なお、そのように言いたいこと、つまりパラグラフを分けて書く必要があるくらい相手にとって意味がある強みを押し出せそうならば、パラグラフを分けて書いて良い。
そう考えると、案外書くべきことはあるはずで、むしろ厳選することが難しい作業であることがわかる。
心の底から相手に伝えたいメッセージを厳選しよう。
④削って削って削りまくれ!不安になるくらい分量は短くせよ
これが本当に難しい。
伝えようとすればするほど、書けることを全部書こうとしてしまう。
よく職務経歴書は2枚までにすると良い、とも言われるが、その根拠は乏しい。
長いと読む気にならないというのはごもっともだが、長くとも全て意味がある文章なら、極論読み進めてしまうはずだ。
とはいえ、職務経歴書を読むような採用の権限を持った人というのは忙しい。
なので、全て書きたいのはやまやまだが、相手の貴重な時間を奪うことのないように、分量は限定したほうが良い。

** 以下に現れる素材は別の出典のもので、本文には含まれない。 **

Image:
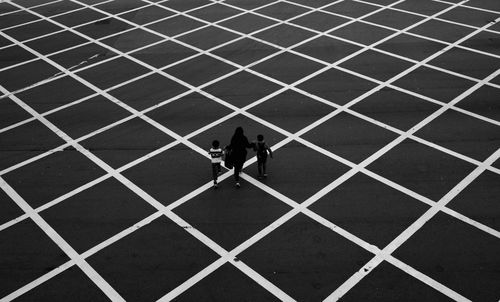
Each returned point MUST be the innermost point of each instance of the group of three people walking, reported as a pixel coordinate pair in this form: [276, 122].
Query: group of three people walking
[235, 155]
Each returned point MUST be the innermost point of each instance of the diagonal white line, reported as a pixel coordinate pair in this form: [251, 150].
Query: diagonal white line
[472, 7]
[63, 245]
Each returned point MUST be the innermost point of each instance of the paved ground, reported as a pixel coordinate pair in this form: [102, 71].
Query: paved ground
[383, 116]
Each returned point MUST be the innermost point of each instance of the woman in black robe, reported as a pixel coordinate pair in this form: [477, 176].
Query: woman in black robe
[238, 147]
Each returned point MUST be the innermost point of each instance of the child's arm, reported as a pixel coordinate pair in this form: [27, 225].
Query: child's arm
[270, 151]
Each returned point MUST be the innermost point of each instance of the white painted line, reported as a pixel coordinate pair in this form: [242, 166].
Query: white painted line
[63, 245]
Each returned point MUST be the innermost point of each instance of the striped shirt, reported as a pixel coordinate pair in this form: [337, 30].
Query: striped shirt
[216, 155]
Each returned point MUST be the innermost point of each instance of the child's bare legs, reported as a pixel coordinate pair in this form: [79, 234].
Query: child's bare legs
[215, 172]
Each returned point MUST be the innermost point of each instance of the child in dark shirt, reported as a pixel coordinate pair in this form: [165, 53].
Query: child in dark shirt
[262, 150]
[216, 154]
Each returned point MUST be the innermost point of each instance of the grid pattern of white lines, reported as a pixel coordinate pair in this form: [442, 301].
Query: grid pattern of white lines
[226, 256]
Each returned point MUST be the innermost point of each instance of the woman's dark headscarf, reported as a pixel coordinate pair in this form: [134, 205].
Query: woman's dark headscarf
[239, 141]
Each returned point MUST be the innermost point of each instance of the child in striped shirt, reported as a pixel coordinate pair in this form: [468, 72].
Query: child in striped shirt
[216, 154]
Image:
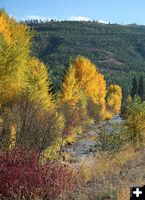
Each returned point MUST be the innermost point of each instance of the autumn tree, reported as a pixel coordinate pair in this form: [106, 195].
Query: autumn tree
[14, 51]
[39, 84]
[134, 87]
[93, 85]
[113, 99]
[70, 91]
[141, 88]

定量的な枚数ではなく、適切な分量の目安は、『そんなに削って大丈夫かな・・?』というくらいである。
伝えたいことがあればあるほど、分量が多くなってしまう。
その気持ちはわかる。
だが、そこはグッと堪え、分量を削ることで、残った文章の質を高めることに主眼を置くのが良い。
最後に
これら4つのポイントは、自分自身で文章にツッコミを入れながら確認できるので、毎回確認する癖をつけるべきだ。
これらを遵守した文章を書かないと、結局自分の魅力が伝わらず、どれだけの分量を書いても、何も言っていないに等しい文章になる。
それでは非常にもったいない。
ぜひ毎回これら4つのポイントを意識して推敲を重ねて欲しい。